Para petinggi ByteDance juga pasti mengetahui hal itu. Ketika dipanggil karena pembangkangan, mereka bergegas untuk mengaku dosa dan bersumpah untuk memperbaikinya. Pada 2018, regulator media Tiongkok menutup salah satu produk ByteDance—aplikasi lelucon Neihan Duanzi—karena konten “vulgar”. Pendiri perusahaan, Zhang Yiming , mengeluarkan permintaan maaf secara terbuka karena telah menyimpang dari “nilai-nilai inti sosialis” dan berjanji untuk memastikan bahwa “suara-suara CCP disiarkan dengan tegas.”
TikTok mungkin benar-benar ingin menjadi seperti perusahaan media sosial popular Amerika lainnya—yang sayangnya model bisnisnya biasanya melibatkan pengumpulan data pribadi dalam jumlah besar dan mengandalkan algoritme yang direkomendasikan yang memperkuat informasi yang salah dan ujaran kebencian, sementara gagal melindungi hak-hak pengguna yang rentan—tetapi fakta bahwa TikTok adalah perusahaan Tiongkok membuatnya sangat rentan terhadap tuntutan CCP. Dan CCP memiliki catatan dalam membuat perusahaan-perusahaan swasta Tiongkok melakukan tindakan politiknya, termasuk menyensor dan mengawasi orang Amerika.

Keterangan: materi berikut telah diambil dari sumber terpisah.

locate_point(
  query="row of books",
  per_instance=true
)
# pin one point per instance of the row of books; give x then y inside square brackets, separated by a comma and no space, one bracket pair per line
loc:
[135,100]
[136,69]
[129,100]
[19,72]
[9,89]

Meskipun tidak ada bukti pasti bahwa TikTok mengikuti perintah langsung atau bahkan tidak langsung Beijing—TikTok telah berulang kali mengeluarkan jaminan bahwa pihaknya tidak dan tidak akan menjalankan aksi mata-mata untuk CCP—kami tidak tahu banyak tentang cara kerja internal perusahaan itu maupun perusahaan media sosial lainnya. Lagi pula, tidak ada undang-undang AS yang mewajibkan platform untuk menjelaskan kepada pengguna bagaimana mereka memoderasi konten atau menggunakan alat otomatis. Juga tidak ada undang-undang yang memaksa platform untuk diaudit atau tunduk pada pengawasan eksternal.